大相撲では「女人禁制」として、土俵に女性が上がることを禁じています。ただ、人命がかかった状況で救命活動をした女性にもこのルールを当てはめようとした協会の対応には各所から疑問の声が上がりまあした。
「そんなことを言っている場合じゃないだろう」
実際にそんな声が客席からも上がっていたのです。日本相撲協会はただちにこの件について八角理事長の名義で謝罪文を出しました。その中で八角理事長は応急処置を行った女性に「深く感謝申し上げる」とした上で、「アナウンスを担当していた行司が、気が動転して呼びかけたものでしたが、人命にかかわる状況で不適切な対応でした。深くお詫び申し上げます」と発表したのです。大相撲では、1978年にも小学生の「わんぱく相撲」東京・荒川区予選で優勝した小学5年生の女児が、国技館で行われる決勝大会出場を同じ理由で日本相撲協会から拒否されました。このとき労働省の森山真弓夫人青年局長が協会に抗議しましたが、結論は覆りませんでした。その10年後に内閣官房長官になった森山真弓氏が、海部俊樹総理大臣の名代として、「初場所の優勝力士に内閣総理大臣杯を手渡したい」と申し出たものの、これも相撲協会から断られています。2000年の大相撲春場所では、表彰式で太田房江大阪府知事が、「大阪府知事賞を直接手渡したい」と伝えましたが、同じ理由で断られています。大相撲とはそもそも、その年の農作物の収穫を占う祭りの儀式として始められたのです。それが後に宮廷の行事になって300年間続きました。鎌倉時代以降は武士の戦闘訓練として大名に奨励されてきました。つまり、相撲は本来、スポーツではなく“神事”なのです。神道では血を流すことは穢れ(けがれ)とみなされます。そのため生理がある女性を血と結び付けて、宗教的な禁忌と捉えられるようになったのです。

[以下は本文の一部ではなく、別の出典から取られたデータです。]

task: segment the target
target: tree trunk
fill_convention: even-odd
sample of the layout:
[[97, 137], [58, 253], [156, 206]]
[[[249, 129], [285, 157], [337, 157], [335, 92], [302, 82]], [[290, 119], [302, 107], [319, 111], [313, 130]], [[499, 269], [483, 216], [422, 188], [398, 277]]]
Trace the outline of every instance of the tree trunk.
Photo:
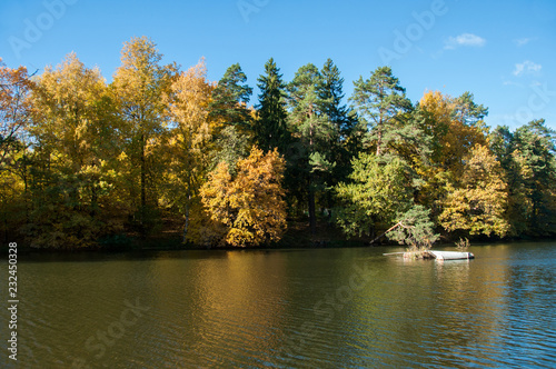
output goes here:
[[[309, 187], [312, 187], [309, 184]], [[317, 233], [317, 216], [315, 211], [315, 191], [312, 188], [309, 188], [309, 229], [311, 236]]]
[[186, 243], [187, 241], [188, 230], [189, 230], [189, 203], [186, 205], [186, 223], [183, 225], [183, 240], [182, 240], [183, 243]]
[[140, 173], [140, 186], [141, 186], [141, 210], [140, 210], [140, 223], [141, 233], [145, 232], [145, 212], [147, 210], [147, 162], [145, 158], [145, 136], [141, 136], [141, 173]]

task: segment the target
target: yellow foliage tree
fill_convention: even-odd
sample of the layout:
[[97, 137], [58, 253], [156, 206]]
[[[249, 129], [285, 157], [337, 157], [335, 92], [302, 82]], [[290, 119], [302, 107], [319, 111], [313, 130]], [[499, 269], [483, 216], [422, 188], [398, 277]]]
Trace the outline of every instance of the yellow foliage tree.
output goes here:
[[504, 170], [490, 150], [477, 144], [465, 157], [459, 183], [448, 183], [440, 225], [447, 231], [468, 230], [470, 235], [504, 237], [509, 230]]
[[207, 152], [214, 130], [209, 119], [212, 90], [201, 59], [179, 74], [165, 97], [171, 129], [163, 150], [167, 166], [161, 203], [176, 208], [185, 217], [183, 242], [189, 231], [191, 207], [210, 162]]
[[201, 188], [202, 202], [212, 220], [227, 227], [226, 243], [236, 247], [278, 241], [286, 229], [285, 160], [277, 150], [264, 154], [254, 148], [230, 174], [221, 162]]
[[468, 124], [460, 99], [427, 91], [419, 101], [426, 112], [426, 130], [435, 138], [431, 161], [458, 176], [463, 159], [476, 144], [486, 144], [480, 124]]

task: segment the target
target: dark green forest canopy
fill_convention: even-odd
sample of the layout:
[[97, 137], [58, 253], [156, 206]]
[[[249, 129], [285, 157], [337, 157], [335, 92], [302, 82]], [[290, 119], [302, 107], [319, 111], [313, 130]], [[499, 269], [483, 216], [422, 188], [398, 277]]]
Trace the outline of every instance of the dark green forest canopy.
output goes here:
[[288, 225], [311, 240], [318, 225], [367, 240], [399, 225], [386, 236], [413, 246], [556, 236], [542, 117], [489, 128], [470, 92], [410, 101], [390, 67], [365, 76], [346, 97], [330, 59], [291, 81], [269, 59], [250, 106], [239, 63], [211, 82], [202, 60], [161, 64], [145, 37], [110, 83], [76, 54], [38, 77], [1, 64], [0, 237], [76, 249], [161, 235], [275, 245]]

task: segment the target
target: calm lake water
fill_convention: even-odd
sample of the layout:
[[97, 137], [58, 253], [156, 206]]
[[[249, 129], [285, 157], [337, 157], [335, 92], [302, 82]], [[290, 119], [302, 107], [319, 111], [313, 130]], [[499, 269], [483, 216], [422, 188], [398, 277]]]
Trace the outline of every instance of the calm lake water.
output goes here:
[[555, 367], [556, 242], [400, 250], [20, 255], [0, 367]]

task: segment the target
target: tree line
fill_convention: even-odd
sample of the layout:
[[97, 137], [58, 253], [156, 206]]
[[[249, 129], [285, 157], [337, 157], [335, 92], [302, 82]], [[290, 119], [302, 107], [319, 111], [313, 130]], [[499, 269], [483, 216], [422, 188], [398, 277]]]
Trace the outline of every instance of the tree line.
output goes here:
[[543, 119], [492, 129], [469, 92], [414, 103], [389, 67], [345, 103], [330, 59], [290, 82], [268, 60], [250, 106], [238, 63], [211, 82], [202, 59], [161, 59], [133, 38], [110, 83], [75, 53], [40, 76], [0, 63], [4, 240], [73, 249], [178, 225], [183, 242], [248, 247], [318, 220], [407, 245], [556, 235]]

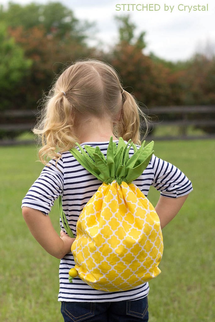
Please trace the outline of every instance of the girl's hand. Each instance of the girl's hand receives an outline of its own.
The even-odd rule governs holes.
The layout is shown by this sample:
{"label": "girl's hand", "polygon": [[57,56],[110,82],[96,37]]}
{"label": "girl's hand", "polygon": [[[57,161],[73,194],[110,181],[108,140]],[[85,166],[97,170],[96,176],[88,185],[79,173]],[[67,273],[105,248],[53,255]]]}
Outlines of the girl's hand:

他にも「禁忌」はあちこちにあります。東北地方の多くの山では山には山の神が住んでいると考えられています。そのため12月12日を「山の神の日」「山の神の年取り」して定め、この日は山に入ったり、木を伐ってはいけないとされています。この日は山の神が森に生えている樹木を一本一本数えて回るために、その邪魔をしてはいけないのです。普段、山で仕事をしている人は、この日は休んで、山の神に御神酒やご馳走をお供えして感謝と加護を祈ります。海の禁忌としては、“お盆の時期は海に入ってはいけない”という風習があちこちにあります。伝承では旧暦の7月は“閻魔斎日”といって、閻魔様の休日とされています。そのためこの時期は、地獄の釜の蓋が開いてあの世から霊が集まってきやすいと考えられているのです。また、お盆は「先祖霊が戻ってくる」とも考えられているため、霊が海水浴に来た人の足を引っ張ることを恐れて、この時期は海を避けるようになってと言われています。このように世の中には禁忌とされているものはたくさんあります。中には根拠や理由の良くわからないものもあります。それでも長年の間、多くの人たちが“やってはいけない”としてきたことは、あえてそれを破る理由もないと思います。先日、私に相談した方は、まさに神社の中で禁忌を破ったことによって、それから何十年にもわたって苦しい思いをさせられてしまったのです。(2)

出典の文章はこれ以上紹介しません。